On an average, astronauts spend about 6 months at the International Space Station (ISS), a prestigious, exciting, high risk and definitely an 'Out of the World' job! But such a job comes with a lot of sacrifice and adjustments in lifestyle. While efforts are made to provide a choice of balanced tasty meals for the astronauts, it is definitely not 'Mom's food at home'. Food is not cooked but reheated or hydrated to be eaten; salt and pepper come in liquid form to avoid funny and potentially dangerous situations when instead of mixing in the food it can float away to clog precious equipment, there are no refrigerators to store leftovers and coffee has to be sucked out of a cup in a straw and you have only one choice – Instant Coffee.
The major factor making the coffee making and drinking process such a challenge is the way liquid behaves or rather misbehaves in micro gravity, the environment on the space station. Liquids on earth rely on gravity to flow from the cup to mouth when the cup is tilted. In the space station due to low gravity, even if the coffee cup is tilted, the liquid will float around and would not exactly move into the mouth, making it an adventure to consume coffee.
2 Inventions - Zero G Coffee Cup and ISSpresso coffee machine will change the way Astronauts will consume coffee at the International Space Station.
For a person used to his or her own type of coffee be it espresso or cappuccino, making do with instant coffee and sipping it out of foil pouches is definitely a sore trial. Two recent successful inventions may change how astronauts make and enjoy decent cup of coffee of their choice – one is the Zero G Coffee Cup and the other is ISSpresso a coffee machine made especially for the space station.
The first of the inventions was the result of experiments conducted by Weislogel and colleagues conducting the Capillary Flow Experiment onboard the International Space Station which gave birth to the Zero G Coffee Cup. The speciality of the cup is that it has a sharp interior corner and in the micro-gravity environment of the space station, capillary forces send fluid flowing along the channel right into the lips of the drinker. "As you sip, more fluid keeps coming, and you can enjoy your coffee in a weightless environment-- clear down to the last drop," says Astronaut Don Pettit, who worked with the Capillary Flow Experiment during his time on board the ISS, helped invent the cup, and shares the patent along with Weisogel and two mathematicians, Paul Concus and Robert Finns.

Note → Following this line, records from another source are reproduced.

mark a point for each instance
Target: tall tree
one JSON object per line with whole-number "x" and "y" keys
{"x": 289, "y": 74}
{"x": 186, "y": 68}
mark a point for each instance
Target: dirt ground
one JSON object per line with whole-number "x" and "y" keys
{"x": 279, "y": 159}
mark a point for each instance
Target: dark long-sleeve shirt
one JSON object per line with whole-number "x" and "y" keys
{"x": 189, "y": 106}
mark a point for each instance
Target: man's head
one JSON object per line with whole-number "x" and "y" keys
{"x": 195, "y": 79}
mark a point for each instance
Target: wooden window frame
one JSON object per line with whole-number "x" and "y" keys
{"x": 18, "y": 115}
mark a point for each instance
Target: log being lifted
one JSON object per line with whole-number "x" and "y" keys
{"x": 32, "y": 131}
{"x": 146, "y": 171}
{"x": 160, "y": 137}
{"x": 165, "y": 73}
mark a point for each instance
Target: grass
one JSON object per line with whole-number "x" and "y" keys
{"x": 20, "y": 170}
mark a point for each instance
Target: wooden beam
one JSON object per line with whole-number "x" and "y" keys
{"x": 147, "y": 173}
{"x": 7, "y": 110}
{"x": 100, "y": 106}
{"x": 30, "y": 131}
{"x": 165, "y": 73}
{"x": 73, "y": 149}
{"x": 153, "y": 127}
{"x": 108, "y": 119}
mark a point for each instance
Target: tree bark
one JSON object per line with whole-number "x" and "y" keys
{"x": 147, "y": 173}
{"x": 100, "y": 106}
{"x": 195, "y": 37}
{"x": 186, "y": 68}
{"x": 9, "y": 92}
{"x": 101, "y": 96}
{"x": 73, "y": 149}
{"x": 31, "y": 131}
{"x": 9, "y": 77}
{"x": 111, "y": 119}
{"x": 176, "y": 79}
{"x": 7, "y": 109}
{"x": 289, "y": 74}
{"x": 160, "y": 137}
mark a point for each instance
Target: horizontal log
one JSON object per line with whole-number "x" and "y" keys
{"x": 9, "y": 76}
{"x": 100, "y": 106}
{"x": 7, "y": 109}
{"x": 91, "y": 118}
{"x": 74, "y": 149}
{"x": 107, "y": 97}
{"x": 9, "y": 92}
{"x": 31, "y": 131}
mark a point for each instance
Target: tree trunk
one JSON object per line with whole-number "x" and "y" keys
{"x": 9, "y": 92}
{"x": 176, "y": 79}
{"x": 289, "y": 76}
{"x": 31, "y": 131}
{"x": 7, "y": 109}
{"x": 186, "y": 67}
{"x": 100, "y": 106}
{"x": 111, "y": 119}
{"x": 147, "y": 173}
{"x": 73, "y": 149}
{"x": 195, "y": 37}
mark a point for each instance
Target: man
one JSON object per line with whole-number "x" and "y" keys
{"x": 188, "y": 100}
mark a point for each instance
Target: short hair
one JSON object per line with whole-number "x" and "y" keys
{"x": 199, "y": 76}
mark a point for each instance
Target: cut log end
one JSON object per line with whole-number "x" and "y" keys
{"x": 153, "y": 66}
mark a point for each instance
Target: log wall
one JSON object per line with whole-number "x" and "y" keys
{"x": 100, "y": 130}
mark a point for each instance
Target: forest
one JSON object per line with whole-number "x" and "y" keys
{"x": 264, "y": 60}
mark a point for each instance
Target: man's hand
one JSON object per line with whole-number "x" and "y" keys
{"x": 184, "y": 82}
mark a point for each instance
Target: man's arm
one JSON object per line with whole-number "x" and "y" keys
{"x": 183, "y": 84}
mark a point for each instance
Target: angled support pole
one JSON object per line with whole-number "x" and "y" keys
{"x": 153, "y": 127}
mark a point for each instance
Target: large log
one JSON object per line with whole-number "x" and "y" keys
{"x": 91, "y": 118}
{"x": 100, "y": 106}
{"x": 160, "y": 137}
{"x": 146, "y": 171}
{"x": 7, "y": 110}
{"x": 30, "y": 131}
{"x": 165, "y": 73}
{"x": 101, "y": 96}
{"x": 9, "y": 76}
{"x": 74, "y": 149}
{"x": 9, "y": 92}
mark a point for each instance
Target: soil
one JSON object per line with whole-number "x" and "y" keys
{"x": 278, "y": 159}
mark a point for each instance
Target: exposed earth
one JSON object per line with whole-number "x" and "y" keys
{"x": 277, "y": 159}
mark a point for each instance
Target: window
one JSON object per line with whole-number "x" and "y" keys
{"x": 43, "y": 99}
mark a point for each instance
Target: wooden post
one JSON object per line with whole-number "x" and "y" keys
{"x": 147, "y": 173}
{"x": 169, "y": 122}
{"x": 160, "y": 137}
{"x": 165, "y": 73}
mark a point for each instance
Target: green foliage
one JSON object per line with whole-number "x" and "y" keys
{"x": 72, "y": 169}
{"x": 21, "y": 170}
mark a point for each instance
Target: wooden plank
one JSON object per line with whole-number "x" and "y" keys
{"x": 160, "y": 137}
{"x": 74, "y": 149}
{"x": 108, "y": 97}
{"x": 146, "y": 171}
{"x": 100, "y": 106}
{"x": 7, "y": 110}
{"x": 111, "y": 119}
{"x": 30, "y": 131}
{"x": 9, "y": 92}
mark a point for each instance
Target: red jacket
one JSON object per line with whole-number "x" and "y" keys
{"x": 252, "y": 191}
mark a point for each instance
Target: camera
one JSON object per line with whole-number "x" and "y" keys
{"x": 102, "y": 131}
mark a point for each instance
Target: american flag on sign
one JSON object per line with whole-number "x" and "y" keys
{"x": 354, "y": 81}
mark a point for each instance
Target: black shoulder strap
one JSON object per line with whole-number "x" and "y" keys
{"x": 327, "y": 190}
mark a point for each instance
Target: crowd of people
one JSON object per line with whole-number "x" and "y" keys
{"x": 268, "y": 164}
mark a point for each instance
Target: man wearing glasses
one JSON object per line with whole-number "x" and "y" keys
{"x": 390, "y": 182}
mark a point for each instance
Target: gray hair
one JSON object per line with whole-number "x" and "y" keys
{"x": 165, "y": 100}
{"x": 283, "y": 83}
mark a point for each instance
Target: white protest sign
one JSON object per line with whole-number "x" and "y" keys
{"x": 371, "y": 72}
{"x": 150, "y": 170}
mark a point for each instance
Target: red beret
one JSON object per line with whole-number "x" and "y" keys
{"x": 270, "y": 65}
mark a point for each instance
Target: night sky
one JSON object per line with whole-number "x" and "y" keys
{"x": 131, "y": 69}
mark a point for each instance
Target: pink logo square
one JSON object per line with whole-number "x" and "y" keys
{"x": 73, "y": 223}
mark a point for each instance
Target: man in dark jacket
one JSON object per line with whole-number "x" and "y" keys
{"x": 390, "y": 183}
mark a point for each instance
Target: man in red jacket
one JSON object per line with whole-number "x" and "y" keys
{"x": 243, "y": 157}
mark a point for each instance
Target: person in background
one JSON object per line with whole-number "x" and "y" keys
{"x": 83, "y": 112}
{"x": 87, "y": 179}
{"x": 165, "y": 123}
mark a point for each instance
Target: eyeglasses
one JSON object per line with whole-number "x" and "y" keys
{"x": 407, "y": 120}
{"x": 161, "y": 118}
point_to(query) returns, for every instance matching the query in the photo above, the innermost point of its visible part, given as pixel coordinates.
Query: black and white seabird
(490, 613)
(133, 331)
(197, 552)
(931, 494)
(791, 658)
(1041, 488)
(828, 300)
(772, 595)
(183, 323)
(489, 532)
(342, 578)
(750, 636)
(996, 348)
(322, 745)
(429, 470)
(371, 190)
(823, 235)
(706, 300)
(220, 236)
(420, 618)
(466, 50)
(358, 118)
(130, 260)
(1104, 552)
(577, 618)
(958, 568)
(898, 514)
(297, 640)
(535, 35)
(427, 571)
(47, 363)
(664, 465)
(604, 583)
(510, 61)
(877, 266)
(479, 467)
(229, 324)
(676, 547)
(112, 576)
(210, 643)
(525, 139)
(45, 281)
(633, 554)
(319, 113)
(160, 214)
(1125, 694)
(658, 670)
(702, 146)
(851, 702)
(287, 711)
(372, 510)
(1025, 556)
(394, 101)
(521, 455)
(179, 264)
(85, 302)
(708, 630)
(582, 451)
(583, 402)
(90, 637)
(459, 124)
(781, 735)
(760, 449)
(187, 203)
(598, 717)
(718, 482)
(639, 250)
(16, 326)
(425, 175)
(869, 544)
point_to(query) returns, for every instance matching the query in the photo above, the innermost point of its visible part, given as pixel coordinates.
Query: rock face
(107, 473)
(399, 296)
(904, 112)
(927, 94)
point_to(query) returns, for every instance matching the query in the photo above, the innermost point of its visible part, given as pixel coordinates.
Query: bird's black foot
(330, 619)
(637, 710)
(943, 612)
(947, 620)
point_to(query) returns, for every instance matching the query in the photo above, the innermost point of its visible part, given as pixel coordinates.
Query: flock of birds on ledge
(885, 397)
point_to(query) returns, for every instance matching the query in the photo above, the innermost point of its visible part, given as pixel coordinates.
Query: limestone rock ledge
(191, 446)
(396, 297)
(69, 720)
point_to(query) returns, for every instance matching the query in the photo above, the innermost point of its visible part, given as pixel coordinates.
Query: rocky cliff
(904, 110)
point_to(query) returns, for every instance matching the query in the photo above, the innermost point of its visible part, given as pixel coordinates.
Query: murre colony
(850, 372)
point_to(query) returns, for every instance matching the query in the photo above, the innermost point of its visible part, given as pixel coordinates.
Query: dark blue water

The joint efforts of three prestigious organisations Lavazza, Argotec and Italian Space Agency made the dream of having 'real coffee' on space a possibility. Argotec is an aero-space engineering company, leader in space food for European astronauts; Lavazza a leading coffee company with decades of experience in creating cutting edge technologies for coffee and the expertise of Italian Space Agency together created ISSpresso, a coffee machine for the space station.
ISSpresso is a capsule based system that can work in extreme conditions in space. High pressure and temperature is essential to prepare a good cup of espresso and the micro gravity conditions at ISS will mess a normal coffee machine. Therefore every part of the machine has been conceived to withstand complications and contingencies. The plastic tube carrying the water inside a normal espresso machine has been replaced with a steel pipe designed to withstand pressure of more than 400 bar. The machine weighs 20 kgs to accommodate all back ups and critical components necessary for safety reasons planned in accordance with the specifications of Italian Space Agency. The capsule system will also be able to prepare not only a regular espresso, but also a caffè lungo or hot beverages, such as tea, infusions and broth and will also be able to rehydrate food.
ISSpresso will be sent into space next year as part of the Futura Mission of the Italian Space Agency aboard the Space Station along with Air Force Captain Samantha Cristoforetti who would not only be the first Italian woman astronaut in space but will also be the first person who would drink coffee in orbit. This maiden venture of Isspresso into space is an experiment and if it succeeds, the machine will become a permanent fixture at the Space Station.
Eating is a social urge and the dining space at the International Space Station with Cafe like ambience with ISSpresso may become a hub for activity, interaction and camaraderie contributing to the physiological and sociological wellbeing of the astronauts an important aspect for people floating away at 400 km above the earth.